In insertion sort, comparison happens between the adjacent elements. At most 1 inversion is eliminated for each comparison done with insertion sort. The variation used in shell sort is to avoid comparing elements until the last step of the algorithm. So, the last step of shell sort is to avoid comparing adjacent elements until the last step of the algorithm. So, the last step of shell sort is effectively the insertion sort algorithm. It improves insertion sort by allowing the comparison and exchange of elements that are far away. This is the first algorithm which got less than quadratic complexity among comparison sort algorithms.

Shell sort uses a sequence *h1, h2, ….ht* called the increment sequence. Any increment sequence is fine as long as h1 = 1 and some choices are better than others. Shell sort makes multiple passes through input list and sorts a number of equally sized sets using the insertion sort. Shell sort improves on the efficiency of insertion sort by quickly shifting values to their destination.

Here is an implementation of shell sort.

void shellSort(int arr[], int size) { int i,j,h,v; for(h = 1;h = size/9;h = 3*h + 1); for( ; h > 0; h = h/3) { for(i = h + 1;i < size; i++) { v = arr[i]; j = i; while(j>h && arr[j-h] > v) { arr[j] = arr[j-h]; j -= h; } arr[j] = v; } } }

Note that when h == 1, the algorithm makes a pass over the entire list, comparing adjacent element, but doing very few element exchanges. For h == 1, shell sort works like insertion sort, except the number of inversions that have to be eliminated is greatly reduced by the previous steps of the algorithm with h > 1.

### Analysis

Shell sort is efficient algorithm for medium size lists. For bigger lists, the algorithm is not the best choice. Fastest of all O(n^{2}) sorting algorithms.
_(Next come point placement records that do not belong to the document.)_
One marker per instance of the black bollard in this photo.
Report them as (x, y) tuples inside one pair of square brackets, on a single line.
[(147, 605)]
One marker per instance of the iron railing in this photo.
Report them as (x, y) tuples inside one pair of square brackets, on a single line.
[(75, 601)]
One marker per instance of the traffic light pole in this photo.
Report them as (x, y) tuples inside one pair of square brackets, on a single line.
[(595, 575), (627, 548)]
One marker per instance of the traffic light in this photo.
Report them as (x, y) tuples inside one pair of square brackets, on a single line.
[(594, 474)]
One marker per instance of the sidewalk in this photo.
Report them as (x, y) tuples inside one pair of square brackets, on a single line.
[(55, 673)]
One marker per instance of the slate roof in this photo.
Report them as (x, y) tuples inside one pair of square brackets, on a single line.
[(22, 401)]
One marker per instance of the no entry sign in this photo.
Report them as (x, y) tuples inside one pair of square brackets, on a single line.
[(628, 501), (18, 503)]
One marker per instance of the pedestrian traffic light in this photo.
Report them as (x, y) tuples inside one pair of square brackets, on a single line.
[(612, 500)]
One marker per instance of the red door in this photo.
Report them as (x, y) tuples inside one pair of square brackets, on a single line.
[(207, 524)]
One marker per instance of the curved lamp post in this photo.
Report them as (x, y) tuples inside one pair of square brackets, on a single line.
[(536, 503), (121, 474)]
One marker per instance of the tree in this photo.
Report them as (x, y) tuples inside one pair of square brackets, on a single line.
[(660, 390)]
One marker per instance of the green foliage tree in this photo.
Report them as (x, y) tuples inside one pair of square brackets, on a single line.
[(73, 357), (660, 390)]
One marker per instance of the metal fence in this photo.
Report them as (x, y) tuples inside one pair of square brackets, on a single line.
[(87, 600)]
Disadvantage of shell sort is that: it is complex and not nearly as efficient as the merge, heap and quick sorts. Shell sort is significantly slower that merge, heap and quick sorts, but it is relatively simple algorithm which makes it a great choice for sorting lists of less than 5000 items unless speed is important. It is also a good choice for repetitive sorting of smaller lists.

The best case of shell sort is when the array is already sorted in the right order. The number of comparisons is less. Running time of shell sort depends on the choice of increment sequence.